I still have morning sickness and my breasts are still larger and tender, but I suppose this might be the case either way.

Any similar stories and outcomes (even bad ones) welcome. I just don't know what to think!

Thanks

Mori xxx


----------



## JaydensMommy1

It is very common at around 6 weeks for the heartbeat to be slow! It might've just started beating! At around six weeks it starts beating and will increase approximately 2-3 beats per day for a bit. At 6 wk 4 days my LO was 114. Good news? You have a heartbeat! 
With tilted uteruses it cam be difficult to get an accurate measurement and it very well may be you ovulated a little later than expected. To be honest if the tech told you about the slower heartbeat than I'd take that with little concern. Sonographers are trained to look- not diagnose. They are not trained in babies- they are trained in scanning. Even if your dr said this- heartbeats always start slow.


----------



## candabella10

Hello Mori,
I am in a very similar situation. My lmp like yours was May 6th 2011. So when I went for my first ultrasound on June 27th (feeling very sick and tired) I thought for sure they would tell me I was at 7 weeks. Instead they told me I was at 5 weeks 4 days with a heart rate of 64bpm. The following week I went in on July 7th and was measuring 6 weeks 2 days with a heart rate of 74bpm. I have a tipped uterus as well and dont know if this makes a difference. I have had no spotting or cramping of any kind but my Dr. is still concerned that the heart beat is so slow. I have another ultrasound next Wednesday July 20th and I am praying for good news but I am worried. My Dr. said we should not be excited yet as their is a good chance if the heart beat doesn't improve that I will miscarry. She said that If I can make it to 12 weeks with out miscarrying and the growth and heart rate are still slow then that could mean a whole bunch of chromosomal problems that could be going on. So I am trying to be hopeful but it is hard. Please know you are not alone. Knowing I am not alone and may now have someone to talk to who can understand what I am going through is in some ways comforting to me. I hope we can continue this conversation. I wish you the best of luck.


----------



## lizziedripping

Hi ladies, I had a similar situation with my fourth pregnancy. I had a scan at 7wks whihc intially showed no fetal pole but a yolk and gestational sac. At 8wks there was a fetal pole with hb, but measuring only 6wks. I was certain of my dates and had a done a positive pregnancy test 12 days after my period, so it wasn;t in doubt. 

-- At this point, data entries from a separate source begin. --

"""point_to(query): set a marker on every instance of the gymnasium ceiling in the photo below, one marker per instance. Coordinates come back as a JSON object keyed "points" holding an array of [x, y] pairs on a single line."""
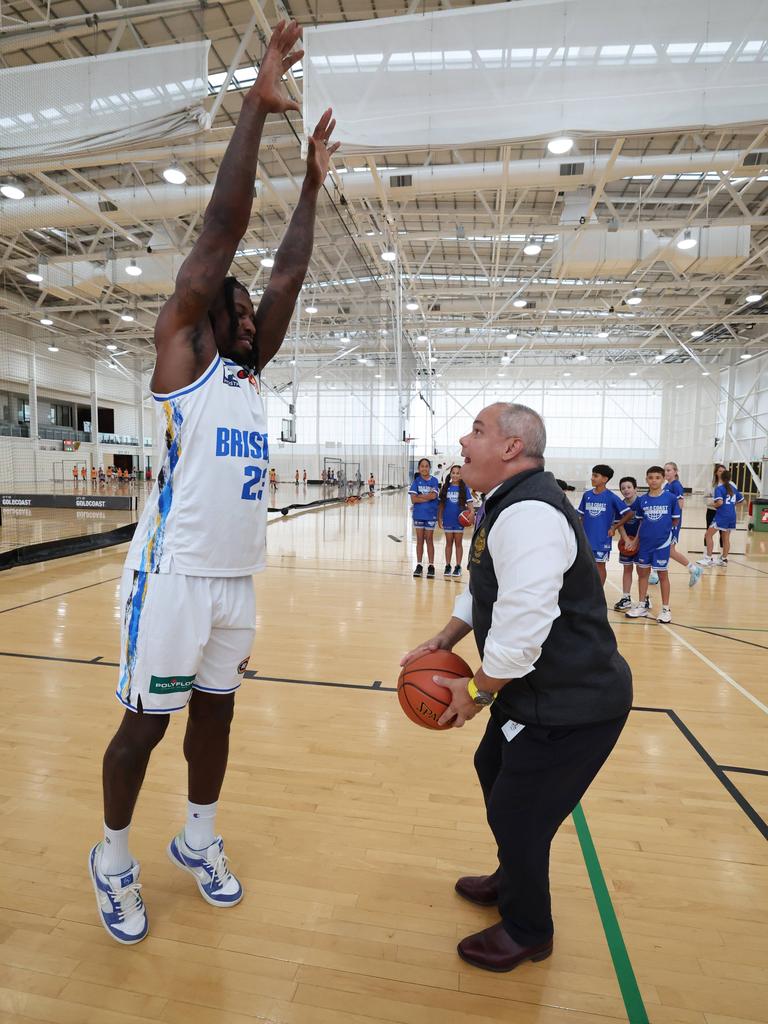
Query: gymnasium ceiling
{"points": [[461, 252]]}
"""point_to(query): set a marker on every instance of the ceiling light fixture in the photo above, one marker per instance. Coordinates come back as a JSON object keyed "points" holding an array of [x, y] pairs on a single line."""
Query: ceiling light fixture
{"points": [[563, 143], [174, 175]]}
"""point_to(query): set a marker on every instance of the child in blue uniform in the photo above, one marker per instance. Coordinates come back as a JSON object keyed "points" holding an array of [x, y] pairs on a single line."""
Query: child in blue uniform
{"points": [[727, 497], [658, 511], [602, 513], [673, 483], [453, 500], [628, 558], [424, 493]]}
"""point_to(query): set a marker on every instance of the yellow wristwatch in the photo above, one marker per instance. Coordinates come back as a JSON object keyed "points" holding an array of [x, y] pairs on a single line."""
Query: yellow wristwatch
{"points": [[483, 698]]}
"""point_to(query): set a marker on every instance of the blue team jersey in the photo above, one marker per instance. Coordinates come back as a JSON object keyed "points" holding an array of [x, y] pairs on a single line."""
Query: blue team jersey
{"points": [[725, 517], [676, 487], [452, 509], [425, 511], [656, 515], [599, 512], [633, 525]]}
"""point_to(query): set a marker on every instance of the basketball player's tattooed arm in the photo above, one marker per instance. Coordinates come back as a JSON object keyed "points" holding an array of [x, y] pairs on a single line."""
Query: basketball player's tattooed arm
{"points": [[183, 335], [292, 259]]}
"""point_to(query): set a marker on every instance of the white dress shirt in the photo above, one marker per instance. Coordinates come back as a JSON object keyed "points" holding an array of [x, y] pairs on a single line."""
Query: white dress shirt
{"points": [[532, 546]]}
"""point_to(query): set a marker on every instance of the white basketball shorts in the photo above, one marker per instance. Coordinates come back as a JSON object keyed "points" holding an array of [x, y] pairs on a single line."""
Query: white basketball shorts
{"points": [[180, 634]]}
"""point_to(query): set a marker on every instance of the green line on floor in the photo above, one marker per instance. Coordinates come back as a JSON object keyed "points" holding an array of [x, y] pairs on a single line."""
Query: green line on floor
{"points": [[633, 1000]]}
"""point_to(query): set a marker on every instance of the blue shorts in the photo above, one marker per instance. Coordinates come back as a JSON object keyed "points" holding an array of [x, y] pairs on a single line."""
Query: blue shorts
{"points": [[655, 558], [425, 523]]}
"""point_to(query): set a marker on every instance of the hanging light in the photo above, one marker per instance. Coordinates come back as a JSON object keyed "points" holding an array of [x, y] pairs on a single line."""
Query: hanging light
{"points": [[174, 175], [563, 143]]}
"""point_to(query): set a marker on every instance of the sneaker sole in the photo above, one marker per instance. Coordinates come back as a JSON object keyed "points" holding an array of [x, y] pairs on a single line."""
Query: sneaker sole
{"points": [[123, 942], [209, 899]]}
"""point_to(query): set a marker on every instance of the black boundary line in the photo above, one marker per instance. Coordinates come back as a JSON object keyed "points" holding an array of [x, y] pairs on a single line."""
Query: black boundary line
{"points": [[719, 771]]}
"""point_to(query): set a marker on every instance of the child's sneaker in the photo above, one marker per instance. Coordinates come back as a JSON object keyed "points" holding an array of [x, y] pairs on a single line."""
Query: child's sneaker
{"points": [[119, 900], [637, 611], [211, 869]]}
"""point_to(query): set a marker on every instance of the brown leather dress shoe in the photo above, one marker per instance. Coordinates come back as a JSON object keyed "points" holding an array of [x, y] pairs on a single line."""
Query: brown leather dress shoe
{"points": [[495, 949], [479, 889]]}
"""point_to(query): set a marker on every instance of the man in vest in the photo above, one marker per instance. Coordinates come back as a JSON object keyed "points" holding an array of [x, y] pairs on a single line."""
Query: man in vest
{"points": [[557, 690]]}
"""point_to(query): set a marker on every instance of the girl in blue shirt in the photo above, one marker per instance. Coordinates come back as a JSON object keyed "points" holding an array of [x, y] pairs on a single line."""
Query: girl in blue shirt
{"points": [[453, 500], [727, 497], [424, 493]]}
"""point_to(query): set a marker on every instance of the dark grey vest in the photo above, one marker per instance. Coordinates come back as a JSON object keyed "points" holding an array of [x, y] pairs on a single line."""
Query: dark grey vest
{"points": [[580, 677]]}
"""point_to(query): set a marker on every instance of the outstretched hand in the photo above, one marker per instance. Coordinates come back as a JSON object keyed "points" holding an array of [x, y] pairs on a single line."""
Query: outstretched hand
{"points": [[267, 91], [320, 152]]}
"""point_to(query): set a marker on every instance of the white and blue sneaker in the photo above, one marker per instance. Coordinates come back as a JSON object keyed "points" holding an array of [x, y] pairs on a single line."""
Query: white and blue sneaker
{"points": [[211, 869], [119, 900]]}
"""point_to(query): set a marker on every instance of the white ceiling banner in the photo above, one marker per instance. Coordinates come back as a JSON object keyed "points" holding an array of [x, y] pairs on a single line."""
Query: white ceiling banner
{"points": [[74, 107], [537, 69]]}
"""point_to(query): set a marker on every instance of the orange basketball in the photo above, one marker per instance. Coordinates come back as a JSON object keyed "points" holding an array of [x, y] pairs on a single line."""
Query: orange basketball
{"points": [[422, 699]]}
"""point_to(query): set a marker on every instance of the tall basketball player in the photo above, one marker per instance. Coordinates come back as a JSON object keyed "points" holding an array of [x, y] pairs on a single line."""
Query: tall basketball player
{"points": [[186, 590]]}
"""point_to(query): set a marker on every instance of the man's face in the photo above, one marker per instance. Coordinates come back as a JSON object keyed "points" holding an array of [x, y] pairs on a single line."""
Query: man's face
{"points": [[236, 341], [483, 450], [628, 492]]}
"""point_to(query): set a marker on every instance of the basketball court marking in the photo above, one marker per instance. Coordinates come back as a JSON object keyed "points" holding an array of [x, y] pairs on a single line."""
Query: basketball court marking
{"points": [[710, 664]]}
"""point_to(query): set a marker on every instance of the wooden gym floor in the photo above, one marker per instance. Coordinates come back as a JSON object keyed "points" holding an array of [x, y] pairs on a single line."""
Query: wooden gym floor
{"points": [[348, 825]]}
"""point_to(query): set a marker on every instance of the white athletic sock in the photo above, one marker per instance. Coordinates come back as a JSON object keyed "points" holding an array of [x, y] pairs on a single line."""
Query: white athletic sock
{"points": [[116, 856], [200, 829]]}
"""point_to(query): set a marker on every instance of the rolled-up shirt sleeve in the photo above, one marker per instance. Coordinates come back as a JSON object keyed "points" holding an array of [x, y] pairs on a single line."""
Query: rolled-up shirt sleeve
{"points": [[532, 546], [463, 606]]}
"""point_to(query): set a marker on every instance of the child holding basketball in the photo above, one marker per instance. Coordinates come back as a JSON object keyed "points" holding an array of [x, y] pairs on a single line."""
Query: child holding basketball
{"points": [[727, 497], [628, 557], [424, 492], [453, 500], [657, 511], [602, 513]]}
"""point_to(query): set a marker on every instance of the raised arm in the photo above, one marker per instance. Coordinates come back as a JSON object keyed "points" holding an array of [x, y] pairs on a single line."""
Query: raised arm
{"points": [[292, 259], [182, 335]]}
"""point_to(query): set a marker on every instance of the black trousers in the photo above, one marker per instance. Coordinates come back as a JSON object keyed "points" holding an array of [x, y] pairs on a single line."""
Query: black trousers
{"points": [[530, 784]]}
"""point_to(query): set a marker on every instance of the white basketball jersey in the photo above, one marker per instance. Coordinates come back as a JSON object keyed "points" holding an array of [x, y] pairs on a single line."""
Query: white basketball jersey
{"points": [[207, 512]]}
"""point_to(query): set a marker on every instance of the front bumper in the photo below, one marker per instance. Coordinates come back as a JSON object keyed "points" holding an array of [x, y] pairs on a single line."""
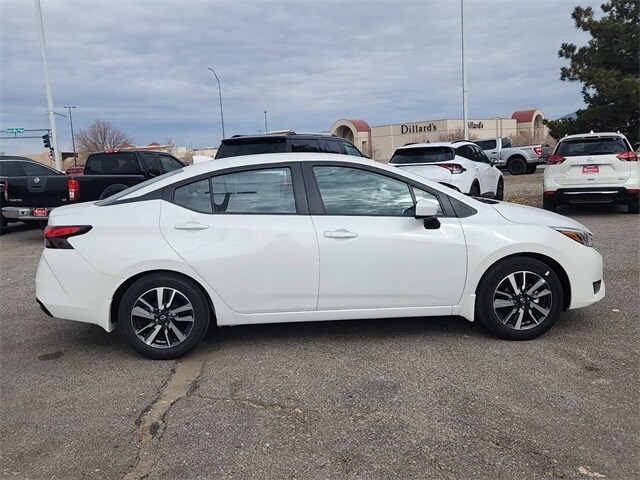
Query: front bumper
{"points": [[27, 213]]}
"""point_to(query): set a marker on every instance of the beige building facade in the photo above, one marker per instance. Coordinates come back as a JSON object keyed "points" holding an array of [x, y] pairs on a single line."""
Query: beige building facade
{"points": [[381, 141]]}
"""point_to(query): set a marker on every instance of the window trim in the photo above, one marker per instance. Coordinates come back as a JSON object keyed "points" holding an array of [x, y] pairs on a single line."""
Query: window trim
{"points": [[299, 197]]}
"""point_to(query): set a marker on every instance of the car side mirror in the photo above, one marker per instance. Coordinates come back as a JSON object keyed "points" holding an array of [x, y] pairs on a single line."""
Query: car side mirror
{"points": [[428, 211]]}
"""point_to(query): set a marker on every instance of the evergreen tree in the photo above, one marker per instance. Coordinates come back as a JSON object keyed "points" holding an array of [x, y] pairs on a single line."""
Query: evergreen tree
{"points": [[609, 69]]}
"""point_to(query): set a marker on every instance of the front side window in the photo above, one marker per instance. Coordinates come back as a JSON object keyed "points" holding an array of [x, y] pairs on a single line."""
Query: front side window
{"points": [[351, 191]]}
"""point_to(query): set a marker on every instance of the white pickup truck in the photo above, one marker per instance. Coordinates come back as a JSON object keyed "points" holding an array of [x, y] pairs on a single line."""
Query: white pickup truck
{"points": [[517, 160]]}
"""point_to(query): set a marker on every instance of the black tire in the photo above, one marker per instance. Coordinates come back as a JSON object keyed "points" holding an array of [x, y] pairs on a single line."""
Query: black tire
{"points": [[519, 298], [112, 190], [157, 330], [500, 190], [516, 166], [549, 204]]}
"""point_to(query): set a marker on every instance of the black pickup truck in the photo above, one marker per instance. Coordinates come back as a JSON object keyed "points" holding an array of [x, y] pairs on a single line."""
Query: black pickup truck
{"points": [[31, 197]]}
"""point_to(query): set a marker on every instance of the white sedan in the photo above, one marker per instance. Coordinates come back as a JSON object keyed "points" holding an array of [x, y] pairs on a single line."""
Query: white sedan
{"points": [[307, 237]]}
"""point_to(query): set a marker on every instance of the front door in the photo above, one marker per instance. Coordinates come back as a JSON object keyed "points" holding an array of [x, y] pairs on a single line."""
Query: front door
{"points": [[374, 253]]}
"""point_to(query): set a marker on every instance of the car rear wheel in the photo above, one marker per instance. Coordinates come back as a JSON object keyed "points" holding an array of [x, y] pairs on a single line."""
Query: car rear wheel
{"points": [[517, 166], [519, 298], [163, 316]]}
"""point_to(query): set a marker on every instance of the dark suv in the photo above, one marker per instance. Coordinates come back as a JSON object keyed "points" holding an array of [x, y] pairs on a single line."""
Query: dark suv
{"points": [[286, 142]]}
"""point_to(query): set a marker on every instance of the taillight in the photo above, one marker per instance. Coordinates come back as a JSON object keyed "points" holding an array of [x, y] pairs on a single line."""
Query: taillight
{"points": [[453, 167], [555, 159], [57, 237], [628, 156], [74, 190]]}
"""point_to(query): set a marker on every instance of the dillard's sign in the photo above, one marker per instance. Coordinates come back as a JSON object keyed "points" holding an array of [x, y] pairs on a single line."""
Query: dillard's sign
{"points": [[431, 127]]}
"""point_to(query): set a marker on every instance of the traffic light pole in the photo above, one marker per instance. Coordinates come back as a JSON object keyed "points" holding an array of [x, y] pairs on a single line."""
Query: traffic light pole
{"points": [[52, 116]]}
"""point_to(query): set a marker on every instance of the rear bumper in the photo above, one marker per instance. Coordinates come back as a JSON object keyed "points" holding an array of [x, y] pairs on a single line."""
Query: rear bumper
{"points": [[592, 195], [26, 213]]}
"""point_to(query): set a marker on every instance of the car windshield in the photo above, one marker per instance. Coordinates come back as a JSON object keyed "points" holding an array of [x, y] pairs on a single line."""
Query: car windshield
{"points": [[253, 147], [592, 146], [422, 155]]}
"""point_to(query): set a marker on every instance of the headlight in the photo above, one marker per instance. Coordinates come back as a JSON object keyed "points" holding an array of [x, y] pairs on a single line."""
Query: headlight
{"points": [[580, 236]]}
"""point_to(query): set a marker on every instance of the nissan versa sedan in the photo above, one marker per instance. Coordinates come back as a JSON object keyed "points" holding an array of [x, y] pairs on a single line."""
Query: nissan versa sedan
{"points": [[307, 237]]}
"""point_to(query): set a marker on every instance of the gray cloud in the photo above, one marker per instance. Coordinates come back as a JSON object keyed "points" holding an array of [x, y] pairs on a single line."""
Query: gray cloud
{"points": [[143, 65]]}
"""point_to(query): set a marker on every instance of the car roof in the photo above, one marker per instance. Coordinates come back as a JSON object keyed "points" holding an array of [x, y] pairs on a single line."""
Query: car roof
{"points": [[454, 144]]}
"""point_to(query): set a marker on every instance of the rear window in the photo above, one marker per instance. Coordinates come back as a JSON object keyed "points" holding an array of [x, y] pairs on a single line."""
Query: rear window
{"points": [[255, 146], [112, 164], [591, 146], [422, 155]]}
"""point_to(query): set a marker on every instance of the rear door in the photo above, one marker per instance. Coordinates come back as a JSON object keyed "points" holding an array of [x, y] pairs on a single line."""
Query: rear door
{"points": [[593, 160], [247, 232]]}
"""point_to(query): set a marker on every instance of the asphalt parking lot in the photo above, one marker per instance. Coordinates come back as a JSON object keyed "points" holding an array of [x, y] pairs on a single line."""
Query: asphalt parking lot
{"points": [[404, 398]]}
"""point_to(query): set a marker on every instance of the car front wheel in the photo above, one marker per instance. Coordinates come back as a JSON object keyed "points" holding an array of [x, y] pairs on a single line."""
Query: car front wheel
{"points": [[519, 298], [163, 316]]}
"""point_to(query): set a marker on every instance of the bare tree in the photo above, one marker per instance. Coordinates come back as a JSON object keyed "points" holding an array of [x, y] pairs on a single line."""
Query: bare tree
{"points": [[101, 135]]}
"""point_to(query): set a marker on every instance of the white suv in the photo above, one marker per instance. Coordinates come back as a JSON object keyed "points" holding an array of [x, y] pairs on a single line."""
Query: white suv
{"points": [[592, 168], [460, 165]]}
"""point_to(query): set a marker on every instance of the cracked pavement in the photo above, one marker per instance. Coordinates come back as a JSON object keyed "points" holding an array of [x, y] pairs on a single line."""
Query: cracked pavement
{"points": [[417, 398]]}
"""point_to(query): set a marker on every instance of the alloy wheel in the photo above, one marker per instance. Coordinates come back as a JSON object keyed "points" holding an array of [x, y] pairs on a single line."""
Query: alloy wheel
{"points": [[162, 317], [522, 300]]}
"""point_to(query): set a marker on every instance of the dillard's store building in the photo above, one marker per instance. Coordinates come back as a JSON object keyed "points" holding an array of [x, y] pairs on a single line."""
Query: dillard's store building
{"points": [[383, 140]]}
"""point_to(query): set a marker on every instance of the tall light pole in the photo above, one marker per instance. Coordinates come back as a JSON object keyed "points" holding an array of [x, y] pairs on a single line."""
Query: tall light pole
{"points": [[220, 95], [73, 140], [465, 112], [52, 117]]}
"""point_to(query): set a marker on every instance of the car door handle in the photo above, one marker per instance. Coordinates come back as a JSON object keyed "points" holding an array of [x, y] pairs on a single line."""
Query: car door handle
{"points": [[341, 233], [190, 226]]}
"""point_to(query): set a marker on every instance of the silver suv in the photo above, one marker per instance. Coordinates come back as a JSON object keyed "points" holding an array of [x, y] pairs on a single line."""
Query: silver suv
{"points": [[592, 168]]}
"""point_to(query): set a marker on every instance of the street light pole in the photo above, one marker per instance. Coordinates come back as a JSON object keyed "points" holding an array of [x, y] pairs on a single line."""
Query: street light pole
{"points": [[220, 95], [73, 139]]}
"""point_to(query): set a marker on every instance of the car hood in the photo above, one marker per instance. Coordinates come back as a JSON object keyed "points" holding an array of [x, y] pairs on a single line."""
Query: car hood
{"points": [[534, 216]]}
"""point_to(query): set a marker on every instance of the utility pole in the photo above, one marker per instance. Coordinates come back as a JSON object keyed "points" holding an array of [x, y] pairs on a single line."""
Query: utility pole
{"points": [[465, 111], [52, 118]]}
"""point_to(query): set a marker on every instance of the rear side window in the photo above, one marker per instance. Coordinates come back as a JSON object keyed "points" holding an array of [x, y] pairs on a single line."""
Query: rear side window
{"points": [[250, 192], [35, 169], [235, 149], [112, 164], [305, 145], [591, 146], [422, 155]]}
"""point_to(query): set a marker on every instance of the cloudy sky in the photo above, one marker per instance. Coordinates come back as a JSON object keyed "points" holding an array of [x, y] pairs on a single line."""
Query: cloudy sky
{"points": [[143, 65]]}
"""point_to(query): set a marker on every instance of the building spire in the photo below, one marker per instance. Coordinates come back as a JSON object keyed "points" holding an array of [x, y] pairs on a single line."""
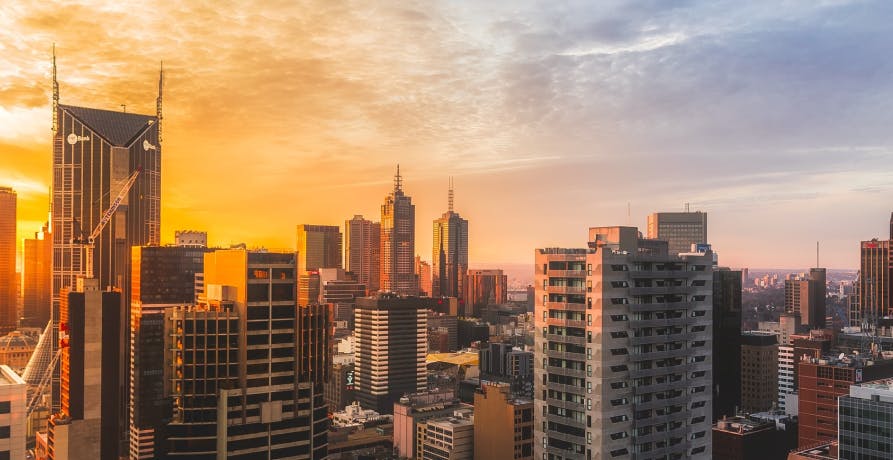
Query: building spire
{"points": [[55, 94], [398, 181], [450, 195], [158, 100]]}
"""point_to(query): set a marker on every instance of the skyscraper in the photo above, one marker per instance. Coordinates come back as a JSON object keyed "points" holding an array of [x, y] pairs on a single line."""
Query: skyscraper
{"points": [[726, 342], [319, 246], [398, 242], [806, 296], [362, 257], [94, 153], [679, 229], [391, 345], [8, 297], [622, 350], [449, 258], [37, 267]]}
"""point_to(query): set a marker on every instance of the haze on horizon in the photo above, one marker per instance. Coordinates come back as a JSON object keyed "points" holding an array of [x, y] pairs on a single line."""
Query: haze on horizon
{"points": [[773, 118]]}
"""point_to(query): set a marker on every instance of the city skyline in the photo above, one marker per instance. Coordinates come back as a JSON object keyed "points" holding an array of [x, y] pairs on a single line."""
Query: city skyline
{"points": [[780, 140]]}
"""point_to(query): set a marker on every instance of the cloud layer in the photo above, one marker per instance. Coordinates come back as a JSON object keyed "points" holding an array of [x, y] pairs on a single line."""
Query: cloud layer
{"points": [[773, 118]]}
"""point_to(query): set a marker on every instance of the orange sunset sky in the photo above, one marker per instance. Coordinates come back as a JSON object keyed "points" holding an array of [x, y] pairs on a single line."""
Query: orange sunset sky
{"points": [[551, 117]]}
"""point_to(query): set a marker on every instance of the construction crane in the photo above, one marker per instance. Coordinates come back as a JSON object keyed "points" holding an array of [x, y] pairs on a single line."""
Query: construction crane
{"points": [[88, 242]]}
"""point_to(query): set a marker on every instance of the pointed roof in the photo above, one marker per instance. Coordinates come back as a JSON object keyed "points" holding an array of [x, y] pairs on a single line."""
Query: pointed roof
{"points": [[118, 128]]}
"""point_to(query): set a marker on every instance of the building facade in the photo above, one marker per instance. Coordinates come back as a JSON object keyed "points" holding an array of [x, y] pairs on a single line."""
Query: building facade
{"points": [[390, 350], [8, 294], [319, 246], [397, 248], [726, 342], [679, 229], [449, 255], [37, 259], [362, 256], [622, 350], [503, 425], [485, 287]]}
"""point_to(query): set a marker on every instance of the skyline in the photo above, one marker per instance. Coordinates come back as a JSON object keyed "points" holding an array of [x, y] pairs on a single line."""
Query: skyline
{"points": [[324, 104]]}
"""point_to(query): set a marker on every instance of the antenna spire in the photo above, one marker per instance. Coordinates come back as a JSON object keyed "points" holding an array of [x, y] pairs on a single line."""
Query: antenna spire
{"points": [[158, 100], [450, 195], [398, 181], [55, 95]]}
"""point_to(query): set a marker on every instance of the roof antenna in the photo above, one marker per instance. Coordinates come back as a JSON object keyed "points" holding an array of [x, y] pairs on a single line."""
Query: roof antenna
{"points": [[398, 181], [158, 100], [450, 195], [55, 95]]}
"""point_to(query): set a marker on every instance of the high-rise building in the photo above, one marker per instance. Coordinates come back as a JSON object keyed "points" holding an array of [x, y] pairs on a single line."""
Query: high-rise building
{"points": [[12, 413], [821, 382], [876, 276], [94, 153], [864, 419], [191, 238], [423, 273], [726, 342], [679, 229], [276, 405], [449, 256], [622, 350], [362, 256], [449, 437], [319, 246], [806, 296], [391, 346], [397, 247], [162, 277], [8, 295], [485, 287], [37, 259], [89, 422], [759, 377], [503, 425]]}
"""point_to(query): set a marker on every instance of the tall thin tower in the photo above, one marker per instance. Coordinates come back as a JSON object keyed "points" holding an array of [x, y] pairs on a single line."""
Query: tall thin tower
{"points": [[397, 248]]}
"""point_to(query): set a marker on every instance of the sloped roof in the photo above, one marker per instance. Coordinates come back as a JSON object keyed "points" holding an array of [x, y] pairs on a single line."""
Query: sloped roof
{"points": [[118, 128]]}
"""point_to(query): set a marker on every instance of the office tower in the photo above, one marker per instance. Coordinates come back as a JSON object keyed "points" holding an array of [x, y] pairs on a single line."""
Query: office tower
{"points": [[88, 424], [308, 287], [806, 297], [37, 267], [411, 413], [339, 388], [391, 346], [95, 152], [319, 246], [622, 349], [423, 273], [276, 404], [8, 297], [865, 414], [679, 229], [162, 277], [876, 273], [397, 247], [726, 342], [16, 349], [362, 256], [450, 437], [485, 287], [449, 256], [503, 425], [754, 437], [759, 377], [191, 238], [821, 382], [12, 413]]}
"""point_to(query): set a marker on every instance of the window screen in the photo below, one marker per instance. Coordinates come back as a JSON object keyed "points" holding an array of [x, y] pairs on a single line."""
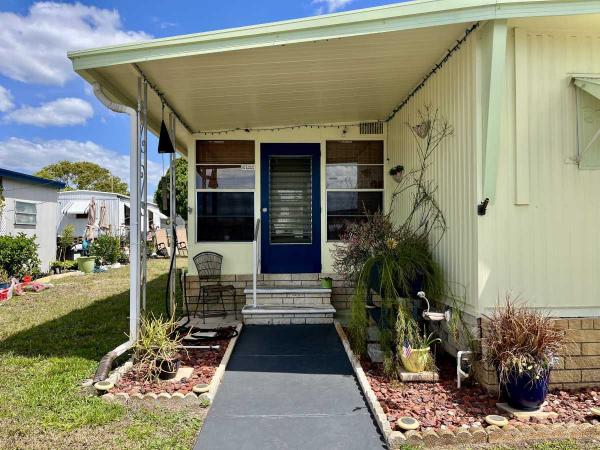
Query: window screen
{"points": [[25, 213], [354, 183], [225, 179], [588, 122]]}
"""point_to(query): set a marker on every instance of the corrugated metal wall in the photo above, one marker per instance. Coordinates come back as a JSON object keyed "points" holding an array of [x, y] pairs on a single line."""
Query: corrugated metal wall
{"points": [[540, 239], [452, 91]]}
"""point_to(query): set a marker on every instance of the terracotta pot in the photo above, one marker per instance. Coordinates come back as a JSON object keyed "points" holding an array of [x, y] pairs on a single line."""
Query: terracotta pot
{"points": [[417, 361], [167, 368]]}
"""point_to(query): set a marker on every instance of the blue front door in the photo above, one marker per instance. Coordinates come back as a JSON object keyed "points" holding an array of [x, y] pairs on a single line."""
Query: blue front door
{"points": [[290, 208]]}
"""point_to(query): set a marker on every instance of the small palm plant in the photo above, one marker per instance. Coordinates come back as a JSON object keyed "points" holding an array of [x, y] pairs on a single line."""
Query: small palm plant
{"points": [[157, 349], [413, 347]]}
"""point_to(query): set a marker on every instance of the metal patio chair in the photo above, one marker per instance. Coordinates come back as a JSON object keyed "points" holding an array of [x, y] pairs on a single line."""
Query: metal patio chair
{"points": [[210, 290]]}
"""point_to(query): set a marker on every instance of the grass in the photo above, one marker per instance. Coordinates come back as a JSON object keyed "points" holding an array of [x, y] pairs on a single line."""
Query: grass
{"points": [[51, 341]]}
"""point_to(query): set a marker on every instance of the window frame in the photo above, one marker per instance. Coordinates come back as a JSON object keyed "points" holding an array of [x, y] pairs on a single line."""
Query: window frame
{"points": [[198, 190], [358, 190], [580, 93], [17, 214]]}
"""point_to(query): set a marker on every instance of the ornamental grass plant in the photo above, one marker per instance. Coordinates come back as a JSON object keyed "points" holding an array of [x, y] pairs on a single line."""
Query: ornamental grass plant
{"points": [[519, 340]]}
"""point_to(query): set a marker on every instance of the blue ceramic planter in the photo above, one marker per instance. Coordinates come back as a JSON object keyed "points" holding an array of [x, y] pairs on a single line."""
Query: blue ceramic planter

For weeks I remained in limbo, hanging onto hope because of the hb. Mypregnancy symptoms weren't quite right and I just didn't feel as sick as I had done in previous pregnancies, but I refused to let go. 

At the weekend, when I should have been 10wks pregnant, i began to have brown spotting, which has progressed each day, and now I am losing clots - albeit painlessly. Today a scan confirmed that the embryo hasn't grown, and the hb has gone. The gestational sac is breaking down and I am miscarrying :( In some ways this is relief/closure for me, because the last few weeks waiting and hoping have been agony.

I am not saying this is what will happen to you, because when I went through this, there were many stories where ladies had a a similar picture, but it turned out that they had either got their dates wrong, or had a slow-growing embryo which suddenly "caught up". If you are unsure of an ovulation date, I would always stress that you could easily have been mistaken with dates, and not to assume the worst.

I knew deep down that this pregnancy wasn't viable, but didn't want to give up on it just in case. Pkease don't give up hope, becuase there are no certainties in pregnancy, and no one can be sure. For me these signs turned out to be bad, but for you they may just mean an error in dates. As for heart rates, ALL embryos have slow hb to begin with, and it is impossible to predict viability from that alone. While ever there is a hb there is hope xxx


----------



## JaydensMommy1

Lizzie- i am sorry for your current loss :hugs:


----------



## Mori123

Thanks for sharing your stories - I wish you all a positive outcome - and I'm sorry for your loss lizzie. I'm torn between being positive and negative. I, like you, feel bad giving up when I know there's a little heart beating for now. But my head tells me that the facts suggest something isn't right. 

I guess all I can do is wait. I've read lots of different stories - slow heartbeats that speed up etc but I think the combination of slow growth and slow heartbeat is where the problem lies. 

Going with the 6 week dating, it would mean I had a positive pregnancy test before conception, so in my mind, although there could be some leeway, with the test being positive on the 11th, I think that must indicate a cut off for ovulation. I'm keep worrying that i'm losing my pregnancy symptoms and now i'm not even sure what is real and what is in my head!! :wacko:

My father was diagnosed with terminal cancer this year and I really wanted him to meet my first child. We don't know how long he has really but I felt like this was my chance to have that - it was giving us all something positive to look forward to rather than always the uncertainty and sadness that comes with a terminal diagnosis. 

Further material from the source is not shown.